Welcome to Pacifica Ingest’s documentation!

The Pacifica Ingest service provides endpoints to consume data and metadata for ingest into Pacifica.

Installation

The Pacifica software is available through PyPi so creating a virtual environment to install is what is shown below. Please keep in mind compatibility with the Pacifica Core services.

Installation in Virtual Environment

These installation instructions are intended to work on both Windows, Linux, and Mac platforms. Please keep that in mind when following the instructions.

Please install the appropriate tested version of Python for maximum chance of success.

Linux and Mac Installation

mkdir ~/.virtualenvs
python -m virtualenv ~/.virtualenvs/pacifica
. ~/.virtualenvs/pacifica/bin/activate
pip install pacifica-ingest

Windows Installation

This is done using PowerShell. Please do not use Batch Command.

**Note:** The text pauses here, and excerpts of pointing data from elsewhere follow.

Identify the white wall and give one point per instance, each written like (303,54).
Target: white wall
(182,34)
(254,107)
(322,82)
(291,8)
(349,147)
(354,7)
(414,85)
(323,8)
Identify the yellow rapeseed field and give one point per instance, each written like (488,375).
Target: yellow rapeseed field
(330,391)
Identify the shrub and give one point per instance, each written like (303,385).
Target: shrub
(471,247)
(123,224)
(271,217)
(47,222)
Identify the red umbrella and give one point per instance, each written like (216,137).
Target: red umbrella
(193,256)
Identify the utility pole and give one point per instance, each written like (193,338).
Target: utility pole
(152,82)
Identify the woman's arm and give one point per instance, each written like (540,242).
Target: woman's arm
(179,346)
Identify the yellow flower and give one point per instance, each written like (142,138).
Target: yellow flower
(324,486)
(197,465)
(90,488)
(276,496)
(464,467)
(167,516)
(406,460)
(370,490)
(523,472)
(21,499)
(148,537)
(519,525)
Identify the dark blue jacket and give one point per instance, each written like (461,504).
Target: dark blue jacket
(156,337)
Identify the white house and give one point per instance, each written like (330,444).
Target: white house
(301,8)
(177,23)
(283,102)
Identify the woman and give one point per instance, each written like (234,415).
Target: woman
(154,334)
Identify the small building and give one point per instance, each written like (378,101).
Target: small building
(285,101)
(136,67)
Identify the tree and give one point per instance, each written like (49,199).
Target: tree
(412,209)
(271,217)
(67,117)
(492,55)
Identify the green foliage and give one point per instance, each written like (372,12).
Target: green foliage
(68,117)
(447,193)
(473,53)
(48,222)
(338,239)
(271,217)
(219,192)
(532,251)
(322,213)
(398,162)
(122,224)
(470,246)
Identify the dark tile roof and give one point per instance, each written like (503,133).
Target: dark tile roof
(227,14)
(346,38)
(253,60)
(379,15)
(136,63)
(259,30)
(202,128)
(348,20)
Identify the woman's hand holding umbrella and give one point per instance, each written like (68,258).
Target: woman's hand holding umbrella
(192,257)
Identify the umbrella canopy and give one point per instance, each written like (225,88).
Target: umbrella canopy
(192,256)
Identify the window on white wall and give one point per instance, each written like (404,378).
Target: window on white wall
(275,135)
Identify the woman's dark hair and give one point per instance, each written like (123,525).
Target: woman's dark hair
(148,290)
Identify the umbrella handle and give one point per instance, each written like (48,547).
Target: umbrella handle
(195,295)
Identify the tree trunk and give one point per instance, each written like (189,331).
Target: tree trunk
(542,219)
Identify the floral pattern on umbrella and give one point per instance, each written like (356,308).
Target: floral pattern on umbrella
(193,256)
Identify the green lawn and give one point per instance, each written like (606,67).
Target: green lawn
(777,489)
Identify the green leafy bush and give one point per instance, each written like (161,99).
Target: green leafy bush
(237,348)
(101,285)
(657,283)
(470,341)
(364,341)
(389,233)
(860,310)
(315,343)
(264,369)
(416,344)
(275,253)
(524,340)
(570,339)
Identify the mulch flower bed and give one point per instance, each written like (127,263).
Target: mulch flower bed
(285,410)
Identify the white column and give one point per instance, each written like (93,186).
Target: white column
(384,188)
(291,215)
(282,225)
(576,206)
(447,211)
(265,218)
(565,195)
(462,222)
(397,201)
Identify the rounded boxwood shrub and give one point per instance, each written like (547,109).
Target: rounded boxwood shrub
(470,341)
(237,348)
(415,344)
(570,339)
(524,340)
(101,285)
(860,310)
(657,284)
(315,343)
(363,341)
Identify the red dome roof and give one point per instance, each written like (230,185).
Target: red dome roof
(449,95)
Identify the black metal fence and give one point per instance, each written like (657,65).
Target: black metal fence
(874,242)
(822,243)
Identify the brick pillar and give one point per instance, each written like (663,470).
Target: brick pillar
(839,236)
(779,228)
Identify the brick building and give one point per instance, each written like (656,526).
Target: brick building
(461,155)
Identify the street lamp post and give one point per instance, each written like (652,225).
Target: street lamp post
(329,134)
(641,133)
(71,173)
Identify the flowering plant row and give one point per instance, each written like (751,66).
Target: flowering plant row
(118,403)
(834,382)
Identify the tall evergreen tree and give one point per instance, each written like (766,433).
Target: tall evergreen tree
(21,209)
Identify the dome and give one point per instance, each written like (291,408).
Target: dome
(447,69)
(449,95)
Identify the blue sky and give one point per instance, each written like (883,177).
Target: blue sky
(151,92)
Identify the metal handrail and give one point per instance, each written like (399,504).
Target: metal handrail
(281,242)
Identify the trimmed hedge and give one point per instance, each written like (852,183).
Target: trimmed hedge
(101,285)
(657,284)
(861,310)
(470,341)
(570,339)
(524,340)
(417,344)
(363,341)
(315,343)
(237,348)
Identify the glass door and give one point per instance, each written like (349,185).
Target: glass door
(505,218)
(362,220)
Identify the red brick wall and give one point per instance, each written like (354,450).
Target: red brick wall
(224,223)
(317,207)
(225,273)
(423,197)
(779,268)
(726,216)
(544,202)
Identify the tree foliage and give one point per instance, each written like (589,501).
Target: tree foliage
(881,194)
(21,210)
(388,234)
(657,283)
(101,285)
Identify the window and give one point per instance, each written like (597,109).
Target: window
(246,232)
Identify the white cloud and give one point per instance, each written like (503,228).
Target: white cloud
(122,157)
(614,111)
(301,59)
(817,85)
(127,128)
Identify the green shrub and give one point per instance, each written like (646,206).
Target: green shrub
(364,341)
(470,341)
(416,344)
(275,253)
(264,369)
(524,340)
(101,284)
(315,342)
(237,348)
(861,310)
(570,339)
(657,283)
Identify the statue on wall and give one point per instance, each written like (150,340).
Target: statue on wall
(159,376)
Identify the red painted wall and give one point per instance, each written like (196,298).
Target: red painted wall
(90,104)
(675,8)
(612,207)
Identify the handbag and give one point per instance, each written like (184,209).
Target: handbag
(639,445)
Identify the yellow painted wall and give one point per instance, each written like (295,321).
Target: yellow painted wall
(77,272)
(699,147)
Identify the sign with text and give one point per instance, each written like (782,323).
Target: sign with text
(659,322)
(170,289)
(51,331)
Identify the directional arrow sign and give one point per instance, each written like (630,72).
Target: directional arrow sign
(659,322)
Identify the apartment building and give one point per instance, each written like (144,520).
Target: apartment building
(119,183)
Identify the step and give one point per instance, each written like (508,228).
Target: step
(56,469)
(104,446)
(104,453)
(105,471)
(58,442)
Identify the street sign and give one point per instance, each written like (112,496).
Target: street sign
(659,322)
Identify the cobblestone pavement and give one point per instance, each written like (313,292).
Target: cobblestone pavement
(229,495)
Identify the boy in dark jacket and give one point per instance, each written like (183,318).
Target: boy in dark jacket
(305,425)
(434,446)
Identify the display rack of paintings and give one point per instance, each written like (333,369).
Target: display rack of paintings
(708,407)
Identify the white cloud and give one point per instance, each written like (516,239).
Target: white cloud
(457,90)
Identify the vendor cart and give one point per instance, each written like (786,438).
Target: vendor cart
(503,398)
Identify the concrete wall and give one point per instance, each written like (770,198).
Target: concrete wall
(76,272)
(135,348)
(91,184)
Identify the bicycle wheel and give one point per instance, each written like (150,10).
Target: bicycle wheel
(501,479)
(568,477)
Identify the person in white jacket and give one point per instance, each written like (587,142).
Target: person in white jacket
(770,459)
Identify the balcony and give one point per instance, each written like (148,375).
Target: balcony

mkdir "$Env:LOCALAPPDATA\virtualenvs"
python.exe -m virtualenv "$Env:LOCALAPPDATA\virtualenvs\pacifica"
& "$Env:LOCALAPPDATA\virtualenvs\pacifica\Scripts\activate.ps1"
pip install pacifica-ingest

Configuration

The Pacifica Core services require two configuration files. The REST API utilizes CherryPy and review of their configuration documentation is recommended. The service configuration file is a INI formatted file containing configuration for database connections.

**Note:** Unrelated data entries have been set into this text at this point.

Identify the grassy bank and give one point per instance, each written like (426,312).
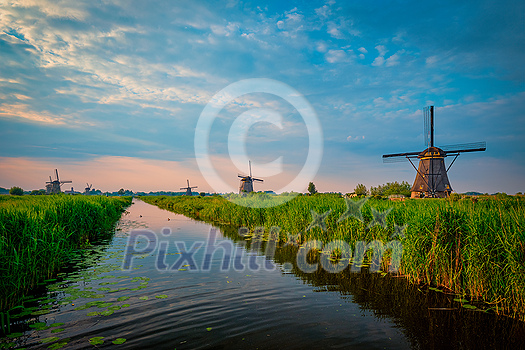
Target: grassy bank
(475,249)
(39,233)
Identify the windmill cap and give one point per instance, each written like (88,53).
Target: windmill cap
(432,152)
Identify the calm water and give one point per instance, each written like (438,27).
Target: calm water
(168,301)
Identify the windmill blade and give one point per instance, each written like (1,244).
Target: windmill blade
(395,159)
(465,147)
(400,154)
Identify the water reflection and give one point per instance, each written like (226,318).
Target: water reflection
(429,319)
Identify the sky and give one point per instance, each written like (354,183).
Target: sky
(111,92)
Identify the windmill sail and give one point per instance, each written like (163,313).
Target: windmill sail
(431,173)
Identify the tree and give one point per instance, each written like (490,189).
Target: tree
(16,191)
(361,190)
(311,188)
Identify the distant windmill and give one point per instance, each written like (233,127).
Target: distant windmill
(188,189)
(247,181)
(431,178)
(53,186)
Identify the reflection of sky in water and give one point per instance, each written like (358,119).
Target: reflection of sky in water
(273,309)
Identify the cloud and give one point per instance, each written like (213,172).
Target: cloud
(23,111)
(334,56)
(355,138)
(394,59)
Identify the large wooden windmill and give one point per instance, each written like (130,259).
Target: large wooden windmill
(188,189)
(247,181)
(431,178)
(53,186)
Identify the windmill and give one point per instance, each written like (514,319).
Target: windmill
(53,186)
(247,181)
(188,189)
(431,174)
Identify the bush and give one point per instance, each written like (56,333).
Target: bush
(361,190)
(16,191)
(454,197)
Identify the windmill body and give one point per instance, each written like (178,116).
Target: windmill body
(431,174)
(54,186)
(188,189)
(431,178)
(246,184)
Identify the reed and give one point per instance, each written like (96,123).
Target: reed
(38,234)
(475,249)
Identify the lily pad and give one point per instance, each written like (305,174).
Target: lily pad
(49,340)
(119,341)
(41,312)
(104,305)
(107,313)
(57,345)
(82,307)
(15,335)
(37,325)
(461,300)
(96,340)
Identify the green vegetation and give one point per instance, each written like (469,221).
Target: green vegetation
(473,248)
(311,188)
(39,234)
(16,191)
(360,190)
(391,188)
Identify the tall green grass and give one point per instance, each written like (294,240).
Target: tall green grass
(472,248)
(39,233)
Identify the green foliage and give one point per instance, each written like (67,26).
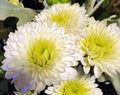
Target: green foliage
(105,3)
(24,14)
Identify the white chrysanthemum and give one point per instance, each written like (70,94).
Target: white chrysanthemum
(77,86)
(72,18)
(37,55)
(101,48)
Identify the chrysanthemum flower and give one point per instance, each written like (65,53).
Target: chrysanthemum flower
(37,54)
(78,86)
(101,48)
(28,93)
(16,2)
(71,17)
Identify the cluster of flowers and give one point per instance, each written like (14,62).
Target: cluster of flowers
(59,49)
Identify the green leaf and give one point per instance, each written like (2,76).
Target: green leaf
(3,31)
(24,14)
(51,2)
(105,3)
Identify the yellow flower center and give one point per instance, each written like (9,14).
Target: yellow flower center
(63,18)
(74,87)
(98,45)
(42,52)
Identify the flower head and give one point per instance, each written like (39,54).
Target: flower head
(78,86)
(16,2)
(37,54)
(71,17)
(101,48)
(28,93)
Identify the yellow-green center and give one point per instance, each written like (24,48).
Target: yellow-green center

CherryPy Configuration File

An example of Ingest server CherryPy configuration:

[global]
log.screen: True
log.access_file: 'access.log'
log.error_file: 'error.log'
server.socket_host: '0.0.0.0'
server.socket_port: 8066

[/]
request.dispatch: cherrypy.dispatch.MethodDispatcher()
tools.response_headers.on: True
tools.response_headers.headers: [('Content-Type', 'application/json')]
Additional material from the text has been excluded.